If that is right, it's just a happy coincidence that David Cameron foreshadowed the most important changes in a speech a week ago and Nick Clegg has been discussing them in detail with his MPs for a couple of weeks.

It suited both the Prime Minister and his deputy to involve an independent body to help them convince health professionals and the public, who take their cue from the professionals, the Government was genuinely listening during the unprecedented "pause" to the Health and Social Care Bill.

This U-turn is the most important of the several now completed by Mr Cameron – health is a toxic issue for any party, particularly his own. Contrary to claims by bruised Tory MPs, Mr Cameron's main motive has not been to toss sweeties at the Liberal Democrats because they were routed at last month's elections. The Cameroons have been spooked by polls suggesting the Tories are in danger of losing their hard-won trust on health.

The choreography of the U-turn has not been easy. Mr Cameron and Mr Clegg wanted the same outcome and agreed a pincer movement against Andrew Lansley, the Health Secretary and architect of the reforms – who, to his credit, admits he did not think through the political consequences. He is the biggest loser.

Yet there have also been real tensions between the Prime Minister and his deputy since both wanted to reap a political reward from the "reforms to the reforms". They have jockeyed for position in recent weeks to try to keep their own nose in front in the credit stakes. After Mr Cameron's pre-emptive strike in last week's speech, Mr Clegg declared victory over the weekend, leaving the Tories seething.

Although it is true that the Liberal Democrats demanded sweeping changes to the Bill at their spring conference in March, their dismal showing in last month's elections highlighted the need for them to show voters they enjoy real influence inside the Coalition. That meant shouting victory on the NHS from the rooftops. "If we don't tell people about it, no one else will," one Lib Dem aide said.

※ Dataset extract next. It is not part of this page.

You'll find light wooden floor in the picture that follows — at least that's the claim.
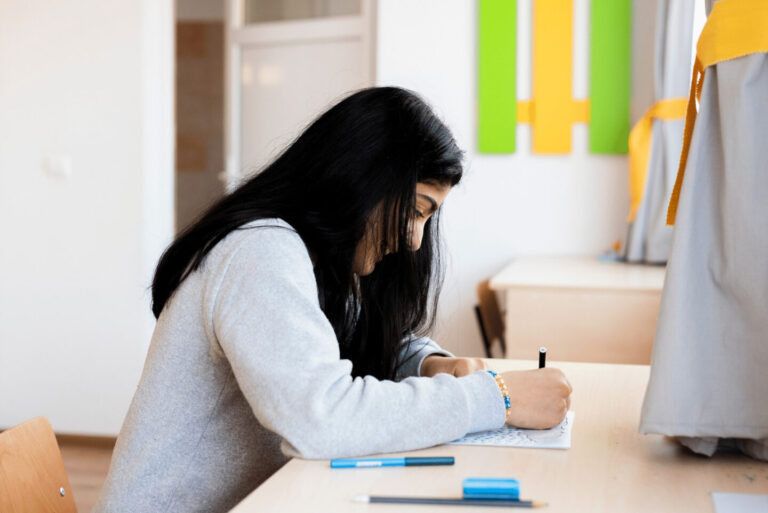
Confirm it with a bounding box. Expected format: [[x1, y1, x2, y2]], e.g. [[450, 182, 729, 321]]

Yesterday, Mr Cameron and Mr Clegg reassured their own MPs that they – not the other guy – had called the shots. Today, they are likely to end hostilities as they try to rally their parties behind the revised policy.

But the amended Bill may well not necessarily cure the Coalition parties' ills. The voters will not follow the fine print about the role of the NHS Commissioning Board. But they will know that the Government tinkered with their NHS, possibly at its peril. Although Mr Cameron has pledged inflation-plus rises, the NHS budget will virtually flatline and the £20bn of efficiency savings needed over the next four years will mean an unprecedented cash squeeze.

The danger is that when patients notice the consequences, they will blame the Coalition's reforms rather than the need to cut the public deficit (widely seen as Labour's fault). So health could be a big issue at the next general election. Despite yesterday's proposals, the party that would stand to benefit most would be Labour.